One trick I used to find the uart was to load the amonet bootloader exploit, and start a firmware dump of the main user partition. This partition is the largst one in the Echo, and by default the exploit prints out debug messages for each sector that is dumped, and this enabled me to figure out where the UART TX is.

It turns out that the UART TX is located on an apparently unmarked testpoint, near the usb port:

Boot serial port baud rates are the same as other Amazon mediatek products. The BROM prints out some short messages at a baud rate of 115200 8N1, but when the preloader starts it switches the baud rate to 921600. This means if you want to record messages from BROM and the rest of the boot process, the easiest way to do this is to record them during separate boot attempts. You can find below the BROM and the Preloader/LK/linux boot logs from doing a boot of this echo dot.

brom.txt

preloader_lk_boot_b.txt

The BROM text is extremely terse, and it is not immediately apparent what the lines mean. However, the boot log we recorded at the higher baudrate, which includes content from Preloader / Little Kernel, and Linux Kernel boot is much more interesting. Here are some tidbits:

A/B updates

[2116] [BCB] BCB Info: version 1
[2117] [BCB] Part 0 - prio=14 tries=0 success=1
[2117] [BCB] Part 1 - prio=15 tries=0 success=1
[2118] [BCB] BCB active slot = 1

These lines from the preloader seem to show the echo choosing to boot in “active slot 1”. This seems to be a reference to A/B System Updates, which is an Android feature to allow for managing multiple independent operation system images on a device, so that OS updates don’t need to be installed as a separate step, but can be updated in the background while the device is being used. Interestingly, Android A/B updates were only integrated into AOSP in Android version 7.1, but the Echo dot uses Android 5.5. So it seems that Amazon decided to backport A/B updates to an older version of Android for the echo, but their other tablet products, like the Kindle Fire HD, continue to use the traditional Android update process.

And indeed, later in the boot file, we can see the following line:

[PART] load "lk_b" from 0x0000000002000200 (dev) to 0x4BD00000 (mem) [SUCCESS]

So now, lk_b is being chosen to load, which corresponds to “slot 1” refered to above.

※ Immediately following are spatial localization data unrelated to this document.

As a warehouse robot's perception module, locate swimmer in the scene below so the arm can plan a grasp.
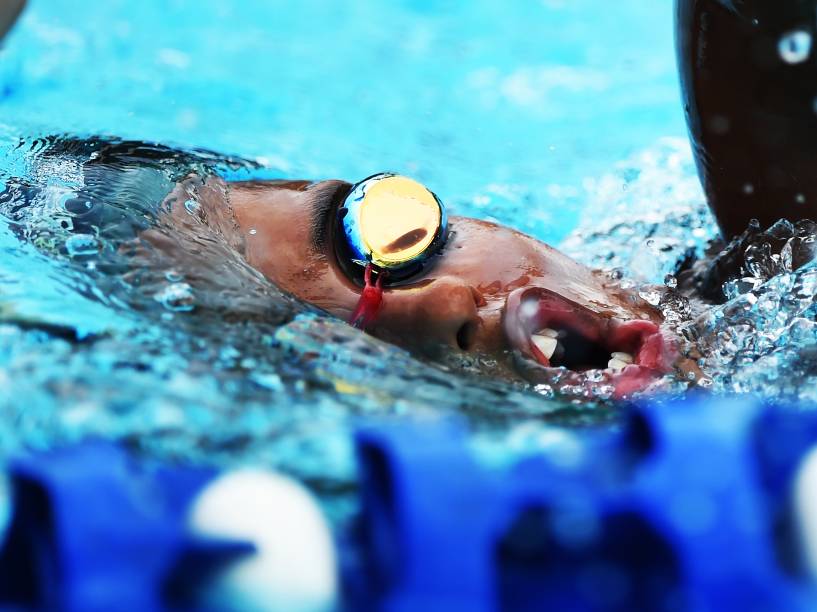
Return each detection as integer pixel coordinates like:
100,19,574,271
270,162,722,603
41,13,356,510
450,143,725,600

This will make the exploit interesting because we need to force the preloader to load the correct little kernel that we calculated offsets for. Different echos might have different slots that have the latest software.

Boot Reason

[2930] lk boot reason = power_key

Like other Android Bootloader chains, it seems like different boot reasons can be triggered. Traditionally, holding volume down while booting up should trigger fastboot mode for the little kernel, and it would be good to check that the echo dot performs the same way.

Getting Easier Access to the UART

Since I am planning to use the boot UART quite a bit while reverse engineering the echo, it makes sense to add a connector to simplify getting access to the UART. I chose to use a 3.5mm TRS connector allow access to the UART even when the echo dot is reassembled. This will reduce the risk of damaging something by allow the echo to be re-assembled:

Next Steps

Now that we have found the boot UART, we have good tool start using for exploring the echo dot boot process, and manipulating it to boot our own kernel.